Уволившись в запас, боцман Карцов не уехал, как многие другие, куда-нибудь поюжнее, а остался в небольшом заполярном порту и поселился на борту старенького катера.
Именно Карцову и команде его суденышка пришлось в штормовую погоду идти на дальний островок, чтобы доставить врача к рожающей женщине…
1
Катер был совсем дряхлый. По ночам даже в тихую погоду он кряхтел и стонал, точно жаловался кому-то на свои старые раны. Этих ран у него было много: несколько ребер-шпангоутов треснуло, они-то и скрипят особенно противно; пробоина в моторном отсеке в свое время была залатана наспех и сейчас дает течь, приходится то и дело откачивать воду из трюма; многочисленные вмятины и царапины на бортах, точно морщины на старом теле, никак не удается разгладить, хотя на это извели столько сурика и шаровой краски, что их с лихвой хватило бы на эсминец или даже на крейсер.
Портовое начальство не единожды собиралось списать катер на слом, но всякий раз, когда акт на списание ложился на стол командира базы, катер вдруг оказывался крайне необходимым. То надо кого-то подбросить на тот берег залива, то отвезти дрова и уголь на остров Лысый, то переправить почту геологам на Утиный нос.
— А, пусть себе плавает, пока сам не утонет, — говорил командир базы, отодвигая акт на списание.
И если бы однажды катер вот тут же, прямо у причала, затонул, это никого не удивило бы.
Всех удивило другое: на катере неожиданно поселился боцман со «Стремительного» мичман Карцов. Уволившись в запас, он не поехал, как многие другие, куда-нибудь поюжнее, а остался здесь, в небольшом, затерянном среди сопок заполярном порту, про который и в песне поется, что тут «двенадцать месяцев — зима, остальные — лето».
2
Вот и сейчас, проснувшись, Карцов первым делом посмотрел на верхнюю койку у левого борта. Она была пуста, — значит, Митька не приходил. На «Вышибале», конечно, потеплее, а здесь за ночь все тепло выдуло, ветер, похоже, разгулялся не на шутку. Вон как скрипят шпангоуты. Да и поясница у Ивана Степановича разнылась, а это верный признак шторма. «Оба мы с тобой, брат, пенсионеры, — мысленно заговорил с катером Иван Степанович. — Однако тебя, как и меня, на слом, пожалуй, рановато отдавать, еще пригодимся. Оно конечно, не те уж мы с тобой, что раньше были. Мы теперь вспомогательный флот. А все же флот, без флота нам с тобой жить незачем…»
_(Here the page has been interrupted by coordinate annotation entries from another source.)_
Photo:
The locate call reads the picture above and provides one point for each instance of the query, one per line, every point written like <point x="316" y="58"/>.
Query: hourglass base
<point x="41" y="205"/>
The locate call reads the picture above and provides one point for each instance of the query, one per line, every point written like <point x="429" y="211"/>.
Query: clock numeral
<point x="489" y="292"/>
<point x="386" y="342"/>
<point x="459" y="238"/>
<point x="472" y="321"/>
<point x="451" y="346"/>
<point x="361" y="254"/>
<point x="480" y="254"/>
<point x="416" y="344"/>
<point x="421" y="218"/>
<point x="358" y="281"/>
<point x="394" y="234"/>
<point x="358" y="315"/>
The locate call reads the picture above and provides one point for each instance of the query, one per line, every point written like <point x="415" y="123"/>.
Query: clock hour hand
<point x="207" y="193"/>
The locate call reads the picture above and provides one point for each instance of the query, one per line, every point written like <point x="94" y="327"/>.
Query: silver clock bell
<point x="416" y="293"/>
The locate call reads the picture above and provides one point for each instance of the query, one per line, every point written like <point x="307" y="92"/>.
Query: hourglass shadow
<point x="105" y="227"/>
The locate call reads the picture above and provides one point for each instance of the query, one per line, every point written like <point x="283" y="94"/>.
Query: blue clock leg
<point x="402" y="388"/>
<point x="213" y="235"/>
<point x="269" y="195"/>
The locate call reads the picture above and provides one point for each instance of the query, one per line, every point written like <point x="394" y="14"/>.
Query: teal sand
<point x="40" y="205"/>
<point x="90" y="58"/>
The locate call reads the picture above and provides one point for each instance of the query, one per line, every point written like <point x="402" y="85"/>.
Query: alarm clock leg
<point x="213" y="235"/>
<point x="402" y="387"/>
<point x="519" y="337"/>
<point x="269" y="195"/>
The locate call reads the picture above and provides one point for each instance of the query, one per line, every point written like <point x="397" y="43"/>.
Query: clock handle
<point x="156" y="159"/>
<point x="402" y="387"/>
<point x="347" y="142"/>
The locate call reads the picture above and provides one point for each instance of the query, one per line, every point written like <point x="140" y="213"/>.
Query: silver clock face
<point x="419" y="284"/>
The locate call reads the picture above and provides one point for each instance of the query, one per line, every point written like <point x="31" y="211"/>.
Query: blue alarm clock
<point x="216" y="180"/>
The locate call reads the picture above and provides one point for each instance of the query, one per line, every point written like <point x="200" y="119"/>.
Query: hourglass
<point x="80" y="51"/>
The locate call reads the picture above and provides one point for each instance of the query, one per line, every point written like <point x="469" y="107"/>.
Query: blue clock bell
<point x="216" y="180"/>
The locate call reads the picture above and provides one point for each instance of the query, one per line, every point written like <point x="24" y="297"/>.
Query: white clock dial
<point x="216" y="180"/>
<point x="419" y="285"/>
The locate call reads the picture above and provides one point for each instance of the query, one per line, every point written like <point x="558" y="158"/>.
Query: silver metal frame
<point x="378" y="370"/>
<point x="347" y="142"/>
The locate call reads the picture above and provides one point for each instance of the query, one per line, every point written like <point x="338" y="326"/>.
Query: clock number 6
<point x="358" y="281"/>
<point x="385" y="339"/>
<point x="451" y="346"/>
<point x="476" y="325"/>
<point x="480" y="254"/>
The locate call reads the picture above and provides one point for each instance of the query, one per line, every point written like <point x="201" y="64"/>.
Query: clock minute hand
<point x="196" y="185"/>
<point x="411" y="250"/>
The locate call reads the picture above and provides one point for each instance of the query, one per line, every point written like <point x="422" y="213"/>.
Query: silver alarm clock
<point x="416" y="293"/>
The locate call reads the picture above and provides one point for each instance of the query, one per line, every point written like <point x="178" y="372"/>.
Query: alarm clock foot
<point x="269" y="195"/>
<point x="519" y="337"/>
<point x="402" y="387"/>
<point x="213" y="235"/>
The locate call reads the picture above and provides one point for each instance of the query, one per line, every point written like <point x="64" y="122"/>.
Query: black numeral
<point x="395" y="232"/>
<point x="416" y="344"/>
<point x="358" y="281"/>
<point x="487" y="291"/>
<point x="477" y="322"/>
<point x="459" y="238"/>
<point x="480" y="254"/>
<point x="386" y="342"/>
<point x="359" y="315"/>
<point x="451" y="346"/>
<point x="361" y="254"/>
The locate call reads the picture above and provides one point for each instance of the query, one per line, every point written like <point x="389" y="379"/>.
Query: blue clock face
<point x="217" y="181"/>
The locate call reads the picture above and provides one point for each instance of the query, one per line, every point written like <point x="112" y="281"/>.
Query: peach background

Что и говорить, катеришко совсем старенький, а вот жаль его. Пустят на металлолом, на том и кончится его служба. Когда на слом уходят большие корабли, их имена присваиваются новым. Вот и «Стремительный» унаследовал свое название от старого заслуженного эскадренного миноносца. А катер даже названия не имеет, только бортовой номер — РК-72, что значит — рейдовый катер, семьдесят второй в серии ему подобных.
Обидно, что вот так уходят из жизни малые корабли. «Лет через десять никто о нем и не вспомнит. Разве что Сашок», — Карцов покосился на нижнюю койку.
На нижней койке по левому борту спит моторист Сашка Куклев. Он и во сне остается румяным, как свежее анисовое яблоко. По-детски припухлые губы полуоткрыты, в них застряла улыбка. Должно быть, снится что-то хорошее. Сашке всегда снятся хорошие сны, и он любит рассказывать о них. А вот Ивану Степановичу сны почти никогда не снятся — привык за многие годы службы спать мало, но крепко.
Жаль Сашку будить, а придется. Сегодня им предстоит везти продукты в Заячью губу, а оттуда надо заскочить в губу Узкую за почтой, потом в Длинную губу за главным механиком, который там уже третий день кукует. Действительно, «губ тут много, а целовать некого» — этот известный северный каламбур наводит Карцова на воспоминания о Елене Васильевне, о предложении Шелехова, о разговоре с ним. «Может, и в самом деле пора на берег перебираться? А то в один прекрасный день околеешь тут». Он обводит взглядом тесный кубрик, замечает, что краска на подволоке опять потрескалась, что медные поручни на трапе не надраены и покрылись зеленью, что барашек иллюминатора завернут неплотно, оттого и ветер гуляет по кубрику. «Это все Сашка закаляется», — сердито думает он и опять смотрит на Куклева. А тот себе улыбается во сне. В его годы и Карцову любой мороз нипочем был.